FIG. 1 is a sectional view of an essential part of a semiconductor device for explaining an embodiment of the present invention, FIG. 2 is an equivalent circuit diagram of FIG. 1, and FIG. 3 is an embodiment of the present invention. FIG. 4 is a relational diagram between the semiconductor substrate temperature and the number of crystal defects for explaining an example, FIG. 4 is a relational diagram between the semiconductor substrate temperature and lifetime for explaining one embodiment of the present invention, and FIG. FIG. 6 to FIG. 11 are views showing the relationship between the impurity concentration in a semiconductor substrate and the number of crystal defects in the semiconductor substrate for explaining an embodiment of the present invention, and FIGS. FIG. 6 is a cross-sectional view of a main portion of the semiconductor device in each manufacturing step for performing In the figure, 1 ... Semiconductor substrate, 2, 4, 8 ... Insulating film, 3 ... Channel stopper region, 5 ... Capacitance electrode, 6 ... Gate electrode,
7 ... Semiconductor region, 9 ... Connection hole, 10 ... Bit line.

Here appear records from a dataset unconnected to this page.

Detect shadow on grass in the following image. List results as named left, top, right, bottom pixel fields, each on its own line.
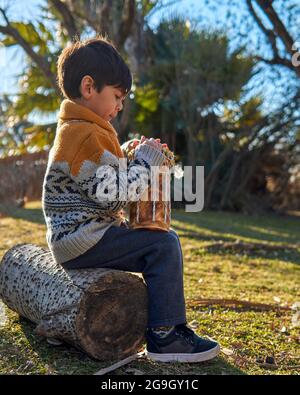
left=20, top=317, right=246, bottom=375
left=0, top=205, right=45, bottom=225
left=172, top=210, right=300, bottom=248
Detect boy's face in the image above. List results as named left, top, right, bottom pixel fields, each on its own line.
left=76, top=76, right=126, bottom=122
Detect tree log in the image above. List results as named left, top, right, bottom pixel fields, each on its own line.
left=0, top=244, right=147, bottom=361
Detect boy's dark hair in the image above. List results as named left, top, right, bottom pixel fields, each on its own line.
left=57, top=36, right=132, bottom=99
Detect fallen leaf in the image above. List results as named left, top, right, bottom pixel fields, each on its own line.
left=273, top=296, right=281, bottom=303
left=221, top=347, right=234, bottom=356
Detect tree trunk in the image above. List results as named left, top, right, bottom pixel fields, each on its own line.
left=0, top=244, right=147, bottom=360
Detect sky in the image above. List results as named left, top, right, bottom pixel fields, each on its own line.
left=0, top=0, right=293, bottom=123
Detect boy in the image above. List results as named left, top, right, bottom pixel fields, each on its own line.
left=43, top=38, right=219, bottom=362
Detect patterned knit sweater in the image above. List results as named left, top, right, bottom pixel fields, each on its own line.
left=42, top=100, right=164, bottom=263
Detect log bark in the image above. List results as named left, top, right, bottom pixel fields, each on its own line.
left=0, top=244, right=147, bottom=361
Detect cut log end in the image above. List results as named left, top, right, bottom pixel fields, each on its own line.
left=76, top=271, right=147, bottom=360
left=0, top=244, right=147, bottom=360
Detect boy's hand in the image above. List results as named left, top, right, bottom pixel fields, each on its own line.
left=140, top=136, right=162, bottom=151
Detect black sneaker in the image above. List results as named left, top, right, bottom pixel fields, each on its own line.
left=146, top=324, right=220, bottom=362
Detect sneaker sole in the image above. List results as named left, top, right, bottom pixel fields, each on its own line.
left=147, top=344, right=220, bottom=362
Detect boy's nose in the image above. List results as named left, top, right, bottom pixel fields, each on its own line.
left=117, top=104, right=123, bottom=111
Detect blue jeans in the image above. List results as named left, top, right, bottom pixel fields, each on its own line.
left=63, top=224, right=186, bottom=327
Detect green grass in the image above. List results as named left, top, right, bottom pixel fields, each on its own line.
left=0, top=202, right=300, bottom=375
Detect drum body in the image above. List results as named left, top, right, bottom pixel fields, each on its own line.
left=129, top=165, right=171, bottom=231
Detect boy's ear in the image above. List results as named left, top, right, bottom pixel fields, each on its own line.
left=80, top=75, right=94, bottom=100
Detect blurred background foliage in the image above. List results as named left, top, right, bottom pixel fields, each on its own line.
left=0, top=0, right=300, bottom=213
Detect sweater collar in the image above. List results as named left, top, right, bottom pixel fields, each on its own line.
left=58, top=99, right=117, bottom=135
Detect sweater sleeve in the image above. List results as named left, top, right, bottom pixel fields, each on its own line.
left=70, top=134, right=164, bottom=212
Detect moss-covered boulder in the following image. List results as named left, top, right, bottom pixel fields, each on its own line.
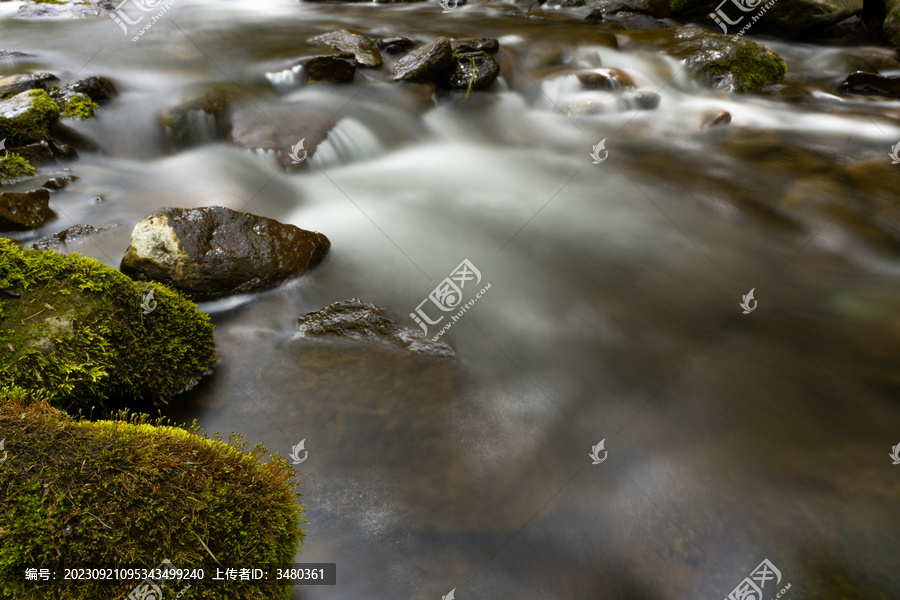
left=0, top=238, right=215, bottom=410
left=0, top=390, right=304, bottom=600
left=0, top=152, right=37, bottom=185
left=0, top=90, right=59, bottom=146
left=622, top=27, right=787, bottom=92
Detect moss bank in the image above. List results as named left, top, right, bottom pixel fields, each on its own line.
left=0, top=389, right=304, bottom=600
left=0, top=238, right=215, bottom=410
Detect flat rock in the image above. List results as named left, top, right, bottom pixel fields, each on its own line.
left=393, top=36, right=453, bottom=81
left=292, top=298, right=456, bottom=358
left=120, top=206, right=331, bottom=300
left=306, top=29, right=382, bottom=67
left=838, top=71, right=900, bottom=98
left=0, top=189, right=56, bottom=231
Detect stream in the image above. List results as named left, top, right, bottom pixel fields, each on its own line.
left=0, top=0, right=900, bottom=600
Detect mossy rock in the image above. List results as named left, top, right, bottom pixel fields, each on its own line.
left=623, top=27, right=787, bottom=92
left=0, top=152, right=37, bottom=185
left=0, top=90, right=59, bottom=146
left=0, top=389, right=305, bottom=600
left=0, top=238, right=215, bottom=410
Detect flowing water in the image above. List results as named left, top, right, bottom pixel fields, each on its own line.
left=0, top=0, right=900, bottom=600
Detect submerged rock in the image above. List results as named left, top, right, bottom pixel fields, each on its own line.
left=296, top=52, right=356, bottom=85
left=121, top=206, right=331, bottom=300
left=0, top=238, right=215, bottom=410
left=576, top=67, right=635, bottom=92
left=159, top=84, right=240, bottom=148
left=0, top=189, right=56, bottom=231
left=839, top=71, right=900, bottom=98
left=393, top=36, right=453, bottom=82
left=31, top=224, right=121, bottom=251
left=306, top=29, right=382, bottom=67
left=292, top=298, right=456, bottom=357
left=375, top=36, right=416, bottom=54
left=0, top=73, right=59, bottom=98
left=623, top=27, right=787, bottom=92
left=446, top=51, right=500, bottom=91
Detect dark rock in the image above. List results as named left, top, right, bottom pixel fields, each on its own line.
left=622, top=27, right=787, bottom=92
left=375, top=36, right=416, bottom=54
left=306, top=29, right=381, bottom=67
left=292, top=298, right=456, bottom=357
left=60, top=75, right=118, bottom=104
left=0, top=189, right=56, bottom=231
left=0, top=73, right=59, bottom=98
left=576, top=67, right=634, bottom=92
left=838, top=71, right=900, bottom=98
left=31, top=224, right=119, bottom=251
left=446, top=52, right=500, bottom=90
left=700, top=110, right=731, bottom=129
left=297, top=53, right=356, bottom=85
left=41, top=175, right=78, bottom=191
left=228, top=105, right=337, bottom=171
left=159, top=84, right=240, bottom=148
left=453, top=38, right=500, bottom=54
left=393, top=36, right=453, bottom=81
left=16, top=0, right=113, bottom=19
left=607, top=10, right=678, bottom=31
left=120, top=206, right=331, bottom=300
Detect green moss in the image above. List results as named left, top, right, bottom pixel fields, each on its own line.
left=701, top=42, right=787, bottom=92
left=0, top=152, right=37, bottom=184
left=0, top=90, right=59, bottom=146
left=0, top=238, right=215, bottom=410
left=0, top=389, right=305, bottom=600
left=60, top=94, right=100, bottom=119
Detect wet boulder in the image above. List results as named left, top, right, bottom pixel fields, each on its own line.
left=306, top=29, right=382, bottom=67
left=120, top=206, right=331, bottom=300
left=393, top=36, right=453, bottom=82
left=0, top=90, right=59, bottom=146
left=669, top=0, right=863, bottom=39
left=575, top=67, right=635, bottom=92
left=0, top=238, right=215, bottom=410
left=622, top=27, right=787, bottom=92
left=0, top=73, right=59, bottom=98
left=159, top=84, right=240, bottom=148
left=444, top=51, right=500, bottom=91
left=17, top=0, right=117, bottom=19
left=839, top=71, right=900, bottom=98
left=291, top=298, right=456, bottom=357
left=295, top=52, right=356, bottom=85
left=453, top=38, right=500, bottom=54
left=0, top=189, right=56, bottom=231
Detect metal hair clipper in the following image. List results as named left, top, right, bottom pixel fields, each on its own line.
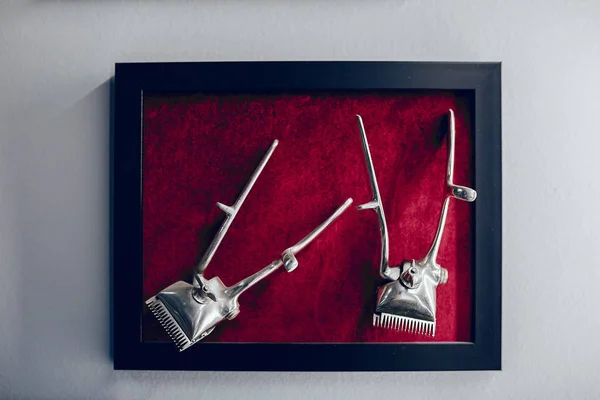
left=146, top=140, right=352, bottom=351
left=357, top=110, right=477, bottom=336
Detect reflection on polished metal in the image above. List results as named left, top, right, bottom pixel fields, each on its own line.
left=146, top=141, right=352, bottom=351
left=357, top=110, right=477, bottom=336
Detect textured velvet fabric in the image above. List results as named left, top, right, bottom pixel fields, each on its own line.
left=140, top=91, right=476, bottom=342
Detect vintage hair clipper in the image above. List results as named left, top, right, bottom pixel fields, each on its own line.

 ─────────────────────────────────────────────────── ─── Continuation of front page (56) Reference JP-A-56-93367 (JP, A) JP-A-57-107074 (JP, A) JP-A-57-90973 (JP, A) JP-A-57- 194581 (JP, A)

Claims (2)

[Claims] 1. A MI on a part of a main surface of a first semiconductor of a first conductivity type.
The first region serving as the source region or the drain region of the SFET
A second semiconductor region of a second conductivity type having a conductivity type opposite to the conductivity type, and an information storage part electrically connected to the second semiconductor region in the other part of the main surface of the first semiconductor, The MIS
A method of manufacturing a semiconductor device comprising a memory cell with an FET and an information storage unit, wherein a part of the main surface of the first semiconductor is heated to a temperature of 100 ° C. or higher. The second conductivity type second impurity of the second conductivity type is introduced by ion-implanting the second conductivity type impurity and then heat-treated so that the crystal defect density is 1 × 10 ² / cm ² or more.
A method of manufacturing a semiconductor device, comprising forming a semiconductor region. 2. The method of manufacturing a semiconductor device according to claim 1, wherein the memory cell is a DRAM memory cell.